Old Man Joe
When I was 13, in 1964, my mother, father, brother and I moved to Rochdale Village, a Mitchell-Lama co-op housing complex in South Jamaica: twenty apartment buildings, each thirteen stories high. The complex had two supermarkets, its own power generator, athletic fields, playgrounds, and a massive community center (where I got to see an elderly Muddy Waters playing to maybe seventy-five people on folding chairs).
In Rochdale, my brother Russ and I had our own bedrooms for the first time, with heat/air-conditioner convectors and doors that we were permitted to close for privacy whenever we wanted. We had our own bathroom, too, and my parents had theirs. There was a brand new high school nearby; I was in the first graduating class, which meant that everything we accomplished was a “first.” The school was racially integrated, black and white, as was Rochdale, although only moderately so; New York City, like the rest of the country, was still new to integrationist consciousness.

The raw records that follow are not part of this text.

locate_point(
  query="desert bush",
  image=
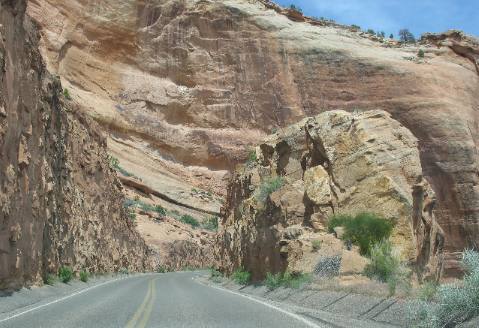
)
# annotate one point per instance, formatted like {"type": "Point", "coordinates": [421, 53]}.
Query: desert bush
{"type": "Point", "coordinates": [252, 158]}
{"type": "Point", "coordinates": [66, 94]}
{"type": "Point", "coordinates": [84, 275]}
{"type": "Point", "coordinates": [188, 219]}
{"type": "Point", "coordinates": [316, 245]}
{"type": "Point", "coordinates": [211, 223]}
{"type": "Point", "coordinates": [215, 275]}
{"type": "Point", "coordinates": [241, 276]}
{"type": "Point", "coordinates": [50, 279]}
{"type": "Point", "coordinates": [65, 274]}
{"type": "Point", "coordinates": [364, 230]}
{"type": "Point", "coordinates": [367, 229]}
{"type": "Point", "coordinates": [296, 8]}
{"type": "Point", "coordinates": [406, 36]}
{"type": "Point", "coordinates": [386, 266]}
{"type": "Point", "coordinates": [160, 210]}
{"type": "Point", "coordinates": [338, 221]}
{"type": "Point", "coordinates": [267, 187]}
{"type": "Point", "coordinates": [428, 291]}
{"type": "Point", "coordinates": [328, 266]}
{"type": "Point", "coordinates": [455, 303]}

I lived there for only four years; once I was attending City College, I found the commute aggravating (a bus and two subways), so I got myself a job on the night crew of a supermarket, saved some bucks, and moved into an East Village apartment ($69 a month!). Those four years in Rochdale comprised my adolescence, however, and the luxury of having my own room and easy access to all the basics of a safe, fun life was unforgettable.
I thought of all this while Old Man Joe Biden was making his first White House speech to the country last night. He’s signing the American Rescue Plan today, which is predicted to lift nearly 50 percent of poor kids in America out of poverty for a while (which takes only $300 a month for each kid), reopen our schools, save millions of families from eviction and millions of businesses from bankruptcy, expand health insurance for millions, and bring Covid-19 vaccines to everyone.
It’s a big step towards enabling everyone to move into a Rochdale Village.
I felt very happy watching the Old Man speaking in his old-man voice, broadcasting patriotic, can-do sentiments from the lectern, emphasizing class-based politics without a whisper of identity politics, and then toddling up the long red-carpet surrounded by fifty state flags.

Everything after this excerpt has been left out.